Clinical Study on BIFICO Accelerating Postoperative Liver Function Recovery in Patients With Hepatocellular Carcinoma

August 31, 2022 updated by: Zhang Bi Xiang, MD, Tongji Hospital

On the basis of previous studies, this study intends to explore the effect of BIFICO on liver function recovery of patients with hepatocellular carcinoma (HCC) after surgery, so as to provide a new method for accelerating liver function recovery of HCC patients during perioperative period.

This project is an open, randomized, blank-controlled clinical study. Liver resection patients were randomly divided into two groups, one group received continuous administration of BIFICO during perioperative period, and the dosage was controlled according to the instructions. The other group was a blank control. Stool samples were collected at three time points (before medication, before and after surgery) in two groups. Statistical analysis was performed to compare the differences of postoperative liver function and preoperative and postoperative gut microbiota between the two groups.

Through this study, the investigators aimed to verify the beneficial changes of intestinal microflora in HCC patients with BIFICO during perioperative period .

Study Overview

Status

Completed

Intervention / Treatment

Detailed Description

Hepatocellular carcinoma (HCC) is one of the most common malignant tumors in the digestive system, with a high incidence in the world and the third highest mortality rate among all malignant tumors in China. In recent years, studies have found that intestinal microflora disorder can also promote the occurrence and development of HCC through various ways, such as endotoxemia, metabolic disorders, and increased risk of exposure to HBV and aflatoxin.
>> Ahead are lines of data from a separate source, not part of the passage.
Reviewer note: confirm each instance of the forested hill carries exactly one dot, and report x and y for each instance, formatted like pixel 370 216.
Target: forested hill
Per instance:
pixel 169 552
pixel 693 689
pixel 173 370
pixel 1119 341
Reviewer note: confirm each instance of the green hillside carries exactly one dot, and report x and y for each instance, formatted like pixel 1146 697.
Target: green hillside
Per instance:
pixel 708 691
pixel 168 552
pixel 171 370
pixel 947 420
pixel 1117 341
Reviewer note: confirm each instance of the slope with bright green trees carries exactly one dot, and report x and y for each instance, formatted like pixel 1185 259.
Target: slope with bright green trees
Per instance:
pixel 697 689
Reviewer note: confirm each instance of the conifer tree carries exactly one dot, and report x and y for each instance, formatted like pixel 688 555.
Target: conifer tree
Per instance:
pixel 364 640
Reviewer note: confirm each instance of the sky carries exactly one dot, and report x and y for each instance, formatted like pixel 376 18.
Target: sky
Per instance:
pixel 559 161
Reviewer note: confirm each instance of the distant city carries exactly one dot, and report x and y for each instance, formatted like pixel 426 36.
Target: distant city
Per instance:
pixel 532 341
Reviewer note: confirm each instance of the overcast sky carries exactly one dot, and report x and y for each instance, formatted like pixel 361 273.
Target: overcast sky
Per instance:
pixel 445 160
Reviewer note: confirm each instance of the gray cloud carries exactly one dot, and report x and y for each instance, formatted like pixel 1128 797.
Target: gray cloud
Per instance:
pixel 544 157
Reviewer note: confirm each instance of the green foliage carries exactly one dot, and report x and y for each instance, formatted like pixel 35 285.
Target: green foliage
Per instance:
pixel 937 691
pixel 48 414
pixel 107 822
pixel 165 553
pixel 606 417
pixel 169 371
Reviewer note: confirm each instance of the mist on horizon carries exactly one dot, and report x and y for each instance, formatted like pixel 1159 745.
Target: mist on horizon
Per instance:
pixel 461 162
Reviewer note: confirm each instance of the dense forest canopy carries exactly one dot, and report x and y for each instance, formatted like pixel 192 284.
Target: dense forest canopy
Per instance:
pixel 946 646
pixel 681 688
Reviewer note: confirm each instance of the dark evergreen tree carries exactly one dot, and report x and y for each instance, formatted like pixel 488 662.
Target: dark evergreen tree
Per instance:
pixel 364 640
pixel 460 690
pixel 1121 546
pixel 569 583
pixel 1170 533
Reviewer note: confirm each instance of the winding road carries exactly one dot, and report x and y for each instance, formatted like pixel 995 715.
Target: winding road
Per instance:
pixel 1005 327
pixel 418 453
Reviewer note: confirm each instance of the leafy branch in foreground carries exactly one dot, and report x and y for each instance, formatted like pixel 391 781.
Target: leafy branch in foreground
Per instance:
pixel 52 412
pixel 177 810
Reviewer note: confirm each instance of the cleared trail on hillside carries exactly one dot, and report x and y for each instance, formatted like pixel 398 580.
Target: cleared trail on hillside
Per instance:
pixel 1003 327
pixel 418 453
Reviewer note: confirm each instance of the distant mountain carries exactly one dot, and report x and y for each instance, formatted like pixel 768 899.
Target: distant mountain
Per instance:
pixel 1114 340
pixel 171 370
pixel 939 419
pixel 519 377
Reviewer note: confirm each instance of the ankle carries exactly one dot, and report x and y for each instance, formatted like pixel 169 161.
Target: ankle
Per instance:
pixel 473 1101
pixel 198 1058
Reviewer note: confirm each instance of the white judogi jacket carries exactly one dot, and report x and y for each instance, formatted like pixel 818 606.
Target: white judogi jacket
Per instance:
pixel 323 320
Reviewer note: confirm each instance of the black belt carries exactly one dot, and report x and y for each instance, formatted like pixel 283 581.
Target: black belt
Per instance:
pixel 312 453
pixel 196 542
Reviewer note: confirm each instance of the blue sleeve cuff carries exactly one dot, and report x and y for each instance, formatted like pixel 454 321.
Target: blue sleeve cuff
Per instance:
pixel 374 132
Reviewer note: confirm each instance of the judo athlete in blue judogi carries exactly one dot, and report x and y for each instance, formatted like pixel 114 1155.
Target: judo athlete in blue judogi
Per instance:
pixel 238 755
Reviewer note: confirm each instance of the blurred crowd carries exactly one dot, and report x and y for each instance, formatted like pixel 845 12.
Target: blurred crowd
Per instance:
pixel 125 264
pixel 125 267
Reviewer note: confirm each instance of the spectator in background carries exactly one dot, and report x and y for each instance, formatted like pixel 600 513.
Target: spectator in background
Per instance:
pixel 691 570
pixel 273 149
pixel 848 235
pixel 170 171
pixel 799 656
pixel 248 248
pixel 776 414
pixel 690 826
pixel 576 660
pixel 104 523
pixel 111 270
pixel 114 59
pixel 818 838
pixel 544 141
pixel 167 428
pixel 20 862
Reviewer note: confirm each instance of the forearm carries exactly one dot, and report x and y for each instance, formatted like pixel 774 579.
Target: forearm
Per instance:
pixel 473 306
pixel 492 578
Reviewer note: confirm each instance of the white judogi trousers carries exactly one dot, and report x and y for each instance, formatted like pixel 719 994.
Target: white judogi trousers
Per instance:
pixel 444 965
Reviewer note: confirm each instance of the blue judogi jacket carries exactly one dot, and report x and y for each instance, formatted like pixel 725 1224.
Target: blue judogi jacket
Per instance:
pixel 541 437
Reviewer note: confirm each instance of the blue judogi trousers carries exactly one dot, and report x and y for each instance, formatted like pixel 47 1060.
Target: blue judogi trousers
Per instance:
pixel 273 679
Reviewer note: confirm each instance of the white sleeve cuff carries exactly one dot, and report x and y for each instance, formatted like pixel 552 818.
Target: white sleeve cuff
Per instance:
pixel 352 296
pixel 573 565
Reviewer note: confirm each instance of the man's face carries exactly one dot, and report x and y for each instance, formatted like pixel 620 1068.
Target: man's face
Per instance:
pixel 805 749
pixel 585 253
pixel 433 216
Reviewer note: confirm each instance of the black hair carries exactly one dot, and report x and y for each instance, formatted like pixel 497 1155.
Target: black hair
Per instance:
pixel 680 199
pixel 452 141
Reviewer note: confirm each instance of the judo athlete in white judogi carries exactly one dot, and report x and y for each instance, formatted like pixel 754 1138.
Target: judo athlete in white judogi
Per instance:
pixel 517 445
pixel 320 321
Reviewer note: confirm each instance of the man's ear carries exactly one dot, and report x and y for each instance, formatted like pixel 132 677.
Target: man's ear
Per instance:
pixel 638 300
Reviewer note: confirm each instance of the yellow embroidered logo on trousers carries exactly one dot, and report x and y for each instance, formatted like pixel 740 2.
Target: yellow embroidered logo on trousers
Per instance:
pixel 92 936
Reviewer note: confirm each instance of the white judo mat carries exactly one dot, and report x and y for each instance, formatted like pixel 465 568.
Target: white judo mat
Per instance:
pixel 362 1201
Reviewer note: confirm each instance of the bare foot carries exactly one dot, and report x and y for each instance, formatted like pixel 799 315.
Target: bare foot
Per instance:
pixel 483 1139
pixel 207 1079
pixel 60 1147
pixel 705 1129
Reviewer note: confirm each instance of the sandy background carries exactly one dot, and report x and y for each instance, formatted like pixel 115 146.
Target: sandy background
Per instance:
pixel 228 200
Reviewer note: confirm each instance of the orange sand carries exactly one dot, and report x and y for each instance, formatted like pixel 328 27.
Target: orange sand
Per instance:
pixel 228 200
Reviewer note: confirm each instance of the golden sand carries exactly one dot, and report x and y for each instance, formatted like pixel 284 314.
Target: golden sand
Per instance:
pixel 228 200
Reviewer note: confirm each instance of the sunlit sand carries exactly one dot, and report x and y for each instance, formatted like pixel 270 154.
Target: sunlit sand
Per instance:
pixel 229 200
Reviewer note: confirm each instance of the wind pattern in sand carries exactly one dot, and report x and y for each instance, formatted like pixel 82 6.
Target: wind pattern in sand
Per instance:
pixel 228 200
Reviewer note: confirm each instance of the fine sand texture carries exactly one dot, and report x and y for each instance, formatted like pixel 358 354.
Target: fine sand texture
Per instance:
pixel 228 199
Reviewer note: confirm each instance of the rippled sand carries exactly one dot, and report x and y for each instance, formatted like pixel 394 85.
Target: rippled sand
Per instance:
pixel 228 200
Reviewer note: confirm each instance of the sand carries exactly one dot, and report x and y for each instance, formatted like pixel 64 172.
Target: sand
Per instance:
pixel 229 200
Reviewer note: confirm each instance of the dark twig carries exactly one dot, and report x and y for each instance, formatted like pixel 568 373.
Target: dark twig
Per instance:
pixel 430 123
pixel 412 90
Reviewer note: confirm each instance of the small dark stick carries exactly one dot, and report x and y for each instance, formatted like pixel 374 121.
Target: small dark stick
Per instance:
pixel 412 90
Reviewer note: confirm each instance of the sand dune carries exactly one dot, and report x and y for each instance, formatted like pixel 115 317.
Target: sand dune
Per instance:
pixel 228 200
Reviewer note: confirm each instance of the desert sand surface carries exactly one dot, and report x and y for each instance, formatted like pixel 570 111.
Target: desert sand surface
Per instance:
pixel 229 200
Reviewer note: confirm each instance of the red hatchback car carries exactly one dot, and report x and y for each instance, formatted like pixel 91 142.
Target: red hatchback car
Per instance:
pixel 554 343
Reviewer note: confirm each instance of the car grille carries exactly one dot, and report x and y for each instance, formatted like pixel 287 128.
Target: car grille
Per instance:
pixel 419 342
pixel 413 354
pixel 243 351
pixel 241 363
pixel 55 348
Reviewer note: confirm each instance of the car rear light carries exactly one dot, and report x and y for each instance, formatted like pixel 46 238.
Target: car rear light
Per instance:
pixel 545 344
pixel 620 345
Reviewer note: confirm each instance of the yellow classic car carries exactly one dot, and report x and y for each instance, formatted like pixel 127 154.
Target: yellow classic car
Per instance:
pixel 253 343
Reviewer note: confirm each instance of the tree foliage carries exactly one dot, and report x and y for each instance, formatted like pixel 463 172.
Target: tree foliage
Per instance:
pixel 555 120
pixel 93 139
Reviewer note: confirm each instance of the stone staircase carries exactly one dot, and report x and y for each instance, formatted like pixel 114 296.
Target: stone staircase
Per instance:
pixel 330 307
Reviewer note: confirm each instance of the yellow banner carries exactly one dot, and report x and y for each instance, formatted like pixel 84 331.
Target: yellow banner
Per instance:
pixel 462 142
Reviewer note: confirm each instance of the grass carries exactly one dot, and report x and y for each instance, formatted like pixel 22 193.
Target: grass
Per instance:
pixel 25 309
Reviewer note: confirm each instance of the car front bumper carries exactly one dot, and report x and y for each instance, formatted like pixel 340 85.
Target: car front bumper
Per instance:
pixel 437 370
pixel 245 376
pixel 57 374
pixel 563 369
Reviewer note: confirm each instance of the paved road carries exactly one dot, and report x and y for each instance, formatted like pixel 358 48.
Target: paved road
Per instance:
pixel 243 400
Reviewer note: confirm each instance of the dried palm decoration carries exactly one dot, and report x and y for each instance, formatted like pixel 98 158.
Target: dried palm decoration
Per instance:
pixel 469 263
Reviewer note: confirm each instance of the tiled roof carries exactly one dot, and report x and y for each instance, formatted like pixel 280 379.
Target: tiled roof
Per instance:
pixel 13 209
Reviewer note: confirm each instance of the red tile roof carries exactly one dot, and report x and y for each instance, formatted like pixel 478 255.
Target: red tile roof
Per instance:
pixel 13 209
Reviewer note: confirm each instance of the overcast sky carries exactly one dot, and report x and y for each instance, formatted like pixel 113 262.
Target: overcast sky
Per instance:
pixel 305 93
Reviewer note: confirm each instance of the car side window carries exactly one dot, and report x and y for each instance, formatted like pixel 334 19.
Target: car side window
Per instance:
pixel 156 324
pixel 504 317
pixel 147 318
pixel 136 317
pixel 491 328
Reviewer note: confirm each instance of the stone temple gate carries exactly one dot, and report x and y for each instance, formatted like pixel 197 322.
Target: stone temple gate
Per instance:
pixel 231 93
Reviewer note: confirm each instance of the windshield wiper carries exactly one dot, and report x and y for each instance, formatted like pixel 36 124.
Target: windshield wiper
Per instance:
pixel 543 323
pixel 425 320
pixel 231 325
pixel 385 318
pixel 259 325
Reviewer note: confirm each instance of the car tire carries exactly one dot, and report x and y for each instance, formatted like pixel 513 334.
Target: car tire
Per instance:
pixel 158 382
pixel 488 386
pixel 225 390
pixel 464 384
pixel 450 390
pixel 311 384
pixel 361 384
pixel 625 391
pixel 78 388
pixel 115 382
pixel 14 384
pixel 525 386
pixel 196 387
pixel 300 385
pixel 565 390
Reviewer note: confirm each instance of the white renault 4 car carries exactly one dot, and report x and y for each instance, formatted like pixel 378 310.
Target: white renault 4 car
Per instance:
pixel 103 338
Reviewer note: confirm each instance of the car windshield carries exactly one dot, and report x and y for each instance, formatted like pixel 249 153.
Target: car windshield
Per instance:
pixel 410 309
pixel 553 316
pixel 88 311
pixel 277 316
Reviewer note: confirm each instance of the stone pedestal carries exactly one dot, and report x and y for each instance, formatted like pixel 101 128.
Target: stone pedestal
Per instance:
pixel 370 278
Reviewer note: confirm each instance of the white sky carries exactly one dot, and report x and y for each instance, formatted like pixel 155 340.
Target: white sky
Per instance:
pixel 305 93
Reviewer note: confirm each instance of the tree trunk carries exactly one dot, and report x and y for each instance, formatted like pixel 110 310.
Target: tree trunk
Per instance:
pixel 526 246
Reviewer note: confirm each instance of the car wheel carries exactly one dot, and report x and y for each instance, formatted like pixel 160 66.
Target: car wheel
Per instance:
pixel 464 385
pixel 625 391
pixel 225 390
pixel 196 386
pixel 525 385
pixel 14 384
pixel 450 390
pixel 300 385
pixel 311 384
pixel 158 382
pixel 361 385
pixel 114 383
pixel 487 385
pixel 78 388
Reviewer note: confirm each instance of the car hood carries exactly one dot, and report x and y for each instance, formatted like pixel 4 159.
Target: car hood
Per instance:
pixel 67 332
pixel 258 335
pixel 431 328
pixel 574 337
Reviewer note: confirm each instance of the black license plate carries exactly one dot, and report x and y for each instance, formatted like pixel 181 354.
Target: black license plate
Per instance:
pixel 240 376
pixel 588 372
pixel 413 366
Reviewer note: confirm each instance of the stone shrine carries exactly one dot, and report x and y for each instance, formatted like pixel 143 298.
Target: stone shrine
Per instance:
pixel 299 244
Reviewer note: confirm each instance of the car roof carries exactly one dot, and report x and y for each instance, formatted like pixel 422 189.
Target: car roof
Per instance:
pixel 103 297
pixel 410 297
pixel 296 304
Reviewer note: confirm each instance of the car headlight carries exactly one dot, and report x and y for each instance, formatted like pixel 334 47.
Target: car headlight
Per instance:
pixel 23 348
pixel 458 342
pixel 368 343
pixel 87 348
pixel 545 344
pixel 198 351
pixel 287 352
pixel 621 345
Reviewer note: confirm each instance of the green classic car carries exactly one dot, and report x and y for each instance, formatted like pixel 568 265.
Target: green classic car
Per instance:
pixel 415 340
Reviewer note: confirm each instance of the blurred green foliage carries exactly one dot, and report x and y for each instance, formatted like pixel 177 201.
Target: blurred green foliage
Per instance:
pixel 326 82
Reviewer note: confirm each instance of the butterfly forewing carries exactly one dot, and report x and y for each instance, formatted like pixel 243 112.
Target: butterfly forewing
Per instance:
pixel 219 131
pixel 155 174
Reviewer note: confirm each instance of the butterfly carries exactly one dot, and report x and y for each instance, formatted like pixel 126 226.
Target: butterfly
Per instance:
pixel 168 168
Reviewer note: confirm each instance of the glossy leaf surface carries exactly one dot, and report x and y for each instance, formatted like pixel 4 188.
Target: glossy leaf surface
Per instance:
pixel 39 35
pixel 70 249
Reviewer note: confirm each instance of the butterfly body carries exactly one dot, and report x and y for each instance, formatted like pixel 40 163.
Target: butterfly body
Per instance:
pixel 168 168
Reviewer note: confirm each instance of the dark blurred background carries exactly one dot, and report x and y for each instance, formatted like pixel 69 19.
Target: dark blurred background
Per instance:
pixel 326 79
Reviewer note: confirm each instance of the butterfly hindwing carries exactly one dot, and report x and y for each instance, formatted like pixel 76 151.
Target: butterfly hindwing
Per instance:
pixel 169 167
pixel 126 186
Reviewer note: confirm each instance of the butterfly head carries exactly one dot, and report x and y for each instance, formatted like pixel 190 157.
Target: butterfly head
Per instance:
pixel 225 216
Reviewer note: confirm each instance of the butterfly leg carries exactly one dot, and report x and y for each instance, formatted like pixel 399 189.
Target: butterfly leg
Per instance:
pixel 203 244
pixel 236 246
In the treatment of HCC, in addition to the traditional comprehensive treatment based on surgical resection, the treatment for intestinal microflora disorder also plays a unique role in improving prognosis and alleviating complications.

At present, increasing the number of beneficial bacteria through probiotics is an important method to restore the ecological balance of intestinal microorganisms. Probiotics can maintain the balance of intestinal microecology and the integrity of intestinal mucosal barrier by inhibiting the growth of harmful bacteria, stimulating fermentation, stimulating the proliferation of intestinal mucosal cells and activating the immune system.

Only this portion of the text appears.